He doesn’t have the ace.

Daniel held four eights, and had backed that fact with large stacks of money.

Mortimer thought he was bluffing. He’d been trying to convince Daniel that he’d drawn the straight, that he’d been given an ace from the young woman who dealt the cards at the head of the table.

The other gentlemen in the St. James’s gaming hell called the Nines had already folded in Mortimer’s favorite game of poker. They and the rest of the hell now lingered to see the battle of wits between twenty-four-year-old Daniel Mackenzie and Fenton Mortimer, ten years older than Daniel and a hardened gambler. So much cigar smoke hung in the air that any consumptive who’d dared walk in the door would have fallen dead on the spot.

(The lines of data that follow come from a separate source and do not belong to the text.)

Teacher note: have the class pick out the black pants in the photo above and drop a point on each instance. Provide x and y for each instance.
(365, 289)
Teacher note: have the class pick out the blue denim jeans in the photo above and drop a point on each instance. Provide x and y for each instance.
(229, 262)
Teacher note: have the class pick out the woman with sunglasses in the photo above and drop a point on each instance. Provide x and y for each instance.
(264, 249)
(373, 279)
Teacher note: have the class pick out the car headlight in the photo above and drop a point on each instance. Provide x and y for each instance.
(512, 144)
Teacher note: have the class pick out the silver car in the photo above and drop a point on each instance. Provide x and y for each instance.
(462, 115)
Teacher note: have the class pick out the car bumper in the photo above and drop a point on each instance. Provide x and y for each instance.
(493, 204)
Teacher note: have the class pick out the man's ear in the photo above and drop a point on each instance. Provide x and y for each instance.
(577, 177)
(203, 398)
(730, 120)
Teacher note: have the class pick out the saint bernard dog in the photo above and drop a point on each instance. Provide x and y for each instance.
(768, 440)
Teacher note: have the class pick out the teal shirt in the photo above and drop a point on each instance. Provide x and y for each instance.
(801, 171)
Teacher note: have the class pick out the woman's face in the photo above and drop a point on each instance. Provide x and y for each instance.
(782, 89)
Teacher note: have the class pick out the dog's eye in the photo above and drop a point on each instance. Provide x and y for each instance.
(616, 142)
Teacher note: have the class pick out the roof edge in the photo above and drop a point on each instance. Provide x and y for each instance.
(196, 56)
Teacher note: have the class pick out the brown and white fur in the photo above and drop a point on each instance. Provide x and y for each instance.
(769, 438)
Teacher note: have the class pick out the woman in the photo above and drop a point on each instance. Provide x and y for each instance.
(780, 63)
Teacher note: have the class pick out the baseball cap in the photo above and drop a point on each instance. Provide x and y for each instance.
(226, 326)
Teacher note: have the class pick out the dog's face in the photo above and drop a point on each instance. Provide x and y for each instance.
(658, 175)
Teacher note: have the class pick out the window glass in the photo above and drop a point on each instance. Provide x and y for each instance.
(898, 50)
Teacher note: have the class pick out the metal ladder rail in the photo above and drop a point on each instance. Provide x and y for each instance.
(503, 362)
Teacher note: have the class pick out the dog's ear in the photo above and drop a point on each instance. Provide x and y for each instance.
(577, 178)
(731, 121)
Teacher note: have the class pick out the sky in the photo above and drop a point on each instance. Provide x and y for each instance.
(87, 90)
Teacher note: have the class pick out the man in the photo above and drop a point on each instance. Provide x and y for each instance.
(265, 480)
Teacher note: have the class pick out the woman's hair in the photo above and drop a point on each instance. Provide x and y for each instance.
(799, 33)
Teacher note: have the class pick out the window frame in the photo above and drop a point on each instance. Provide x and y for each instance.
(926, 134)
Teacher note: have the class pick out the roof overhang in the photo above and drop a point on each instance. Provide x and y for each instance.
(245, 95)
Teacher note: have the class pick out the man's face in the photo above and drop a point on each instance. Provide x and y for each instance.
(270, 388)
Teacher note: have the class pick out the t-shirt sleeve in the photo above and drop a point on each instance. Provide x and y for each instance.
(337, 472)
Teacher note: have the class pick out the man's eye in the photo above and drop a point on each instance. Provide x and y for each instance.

The game of choice at this hell was whist, but Mortimer had recently introduced the American game of poker, which he’d learned during a yearlong stint in that country. Mortimer was very good at it, quickly relieving young Mayfair aristos of thousands of pounds. And still they came to him, eager to learn the game and try to beat him.

Ten gentlemen had started this round, dropping out one by one until only Daniel and Mortimer remained.

Daniel kept his cards facedown on the table so the nosy club fodder couldn’t telegraph his hand to Mortimer. He gathered up more of his paper bills and dropped them in front of his cards. “See you, and raise two hundred.”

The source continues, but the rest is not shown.